Esa suave comprensión se mantuvo en nosotros mientras conversábamos. No es el tipo de conocimiento que viene y se va, pensé; es nuestra conciencia la que está aquí. Lo que vemos es nuestra propia conciencia, y cuando ella se aparta ¡cómo cambian nuestras escenas! Todos en este mundo, todos somos reflejos, espejos vivientes los unos de los otros.

— Creo que nos ha pasado mucho más de lo que empezamos siquiera a comprender — dijo Leslie.

— Es como si nuestro carrito circulara sobre un millón de cambios de vía — dije — y viéramos cambiar los rieles bajo nosotros. ¿Dónde salimos, hacia dónde nos encaminamos?

Mientras conversábamos afuera descendió la oscuridad. Nos sentíamos como amantes que volvieran a encontrarse en el paraíso: éramos los mismos de siempre, pero ahora habíamos echado un vistazo a quienes habíamos sido, y visto lo que podría pasar en vidas que aún no conocíamos.

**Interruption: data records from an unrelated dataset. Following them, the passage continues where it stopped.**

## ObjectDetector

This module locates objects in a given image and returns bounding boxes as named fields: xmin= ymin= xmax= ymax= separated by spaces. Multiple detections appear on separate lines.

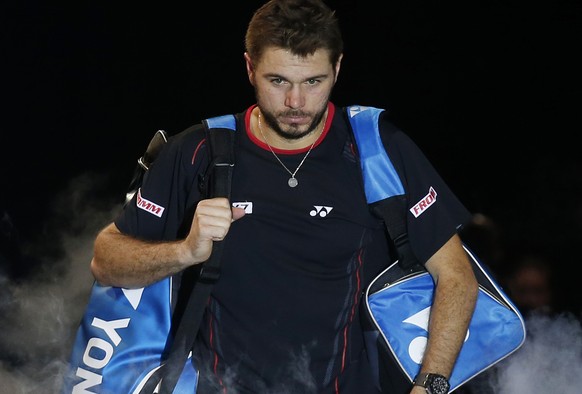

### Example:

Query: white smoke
xmin=0 ymin=174 xmax=121 ymax=394
xmin=0 ymin=174 xmax=582 ymax=394
xmin=496 ymin=313 xmax=582 ymax=394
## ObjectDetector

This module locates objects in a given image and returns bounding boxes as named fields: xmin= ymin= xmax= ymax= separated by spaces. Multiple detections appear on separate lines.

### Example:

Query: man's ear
xmin=244 ymin=52 xmax=255 ymax=86
xmin=334 ymin=53 xmax=344 ymax=83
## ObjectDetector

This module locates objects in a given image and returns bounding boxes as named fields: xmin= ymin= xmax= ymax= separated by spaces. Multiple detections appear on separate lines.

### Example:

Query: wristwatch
xmin=412 ymin=372 xmax=451 ymax=394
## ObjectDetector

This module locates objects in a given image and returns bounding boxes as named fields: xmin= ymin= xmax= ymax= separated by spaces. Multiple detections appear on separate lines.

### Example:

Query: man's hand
xmin=185 ymin=197 xmax=245 ymax=262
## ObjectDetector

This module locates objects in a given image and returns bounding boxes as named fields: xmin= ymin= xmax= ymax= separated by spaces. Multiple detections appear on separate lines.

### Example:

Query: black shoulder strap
xmin=140 ymin=115 xmax=236 ymax=394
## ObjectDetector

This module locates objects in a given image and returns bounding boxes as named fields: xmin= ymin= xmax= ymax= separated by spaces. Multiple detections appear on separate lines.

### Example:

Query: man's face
xmin=245 ymin=47 xmax=340 ymax=139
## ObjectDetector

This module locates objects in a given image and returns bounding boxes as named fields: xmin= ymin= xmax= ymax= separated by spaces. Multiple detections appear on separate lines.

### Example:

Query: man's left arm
xmin=412 ymin=234 xmax=479 ymax=393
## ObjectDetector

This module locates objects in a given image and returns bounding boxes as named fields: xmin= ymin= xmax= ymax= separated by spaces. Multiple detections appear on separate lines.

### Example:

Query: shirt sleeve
xmin=380 ymin=119 xmax=471 ymax=264
xmin=115 ymin=125 xmax=208 ymax=240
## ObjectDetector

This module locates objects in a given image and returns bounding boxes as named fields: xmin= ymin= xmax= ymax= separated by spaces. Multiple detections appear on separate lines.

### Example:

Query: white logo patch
xmin=135 ymin=189 xmax=166 ymax=218
xmin=410 ymin=186 xmax=437 ymax=218
xmin=232 ymin=201 xmax=253 ymax=214
xmin=309 ymin=205 xmax=333 ymax=218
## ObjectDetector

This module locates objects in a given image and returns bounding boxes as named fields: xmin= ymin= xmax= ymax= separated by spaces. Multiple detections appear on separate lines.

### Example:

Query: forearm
xmin=91 ymin=224 xmax=195 ymax=288
xmin=421 ymin=238 xmax=479 ymax=377
xmin=421 ymin=270 xmax=477 ymax=377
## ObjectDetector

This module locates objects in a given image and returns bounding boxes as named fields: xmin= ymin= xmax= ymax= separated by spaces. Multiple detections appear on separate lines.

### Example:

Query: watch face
xmin=426 ymin=375 xmax=449 ymax=394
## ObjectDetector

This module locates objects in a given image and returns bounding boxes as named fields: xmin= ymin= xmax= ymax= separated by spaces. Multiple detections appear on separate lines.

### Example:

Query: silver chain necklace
xmin=259 ymin=110 xmax=327 ymax=187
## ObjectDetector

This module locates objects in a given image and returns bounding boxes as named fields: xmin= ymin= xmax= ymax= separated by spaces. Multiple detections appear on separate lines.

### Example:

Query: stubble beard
xmin=259 ymin=100 xmax=327 ymax=141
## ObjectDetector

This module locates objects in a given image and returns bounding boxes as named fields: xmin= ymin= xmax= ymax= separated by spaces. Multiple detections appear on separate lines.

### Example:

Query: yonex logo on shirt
xmin=136 ymin=188 xmax=165 ymax=217
xmin=410 ymin=186 xmax=437 ymax=218
xmin=309 ymin=205 xmax=333 ymax=218
xmin=232 ymin=201 xmax=253 ymax=214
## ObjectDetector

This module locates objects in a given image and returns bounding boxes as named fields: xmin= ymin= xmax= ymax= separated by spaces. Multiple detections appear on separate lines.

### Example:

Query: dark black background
xmin=0 ymin=0 xmax=582 ymax=309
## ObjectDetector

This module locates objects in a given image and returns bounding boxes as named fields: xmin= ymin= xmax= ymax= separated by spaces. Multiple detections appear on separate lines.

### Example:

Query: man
xmin=91 ymin=0 xmax=477 ymax=394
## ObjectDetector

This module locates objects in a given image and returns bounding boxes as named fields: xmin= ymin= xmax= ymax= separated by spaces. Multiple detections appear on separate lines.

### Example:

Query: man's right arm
xmin=91 ymin=198 xmax=244 ymax=288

Por fin abandonamos el restaurante, abrazados. Caminamos por la noche y por la ciudad. Los coches siseaban hacia el nortesuresteoeste en las calles; un niño en patineta nos esquivó graciosamente a alta velocidad, con un rugir de ruedas. Una pareja joven avanzó hacia nosotros en silencioso arrebato, muy abrazados ellos. Todos nosotros, rumbo al encuentro de las elecciones de ese minuto, ese atardecer, esa existencia.

23

A las ocho y cuarenta y cinco de la mañana siguiente, seguimos un camino bordeado de árboles hasta lo alto de la colina y entramos a un jardín para aparcar, con espacio para automóviles entre las flores. Caminamos por uno entre muchos senderos hasta el salón de reuniones, entre matas de narcisos, tulipanes y jacintos; entre ellos brillaban diminutas flores plateadas; en el aire, delicados aromas. ¡Spring Hill, la colina de la primavera, merecía su nombre!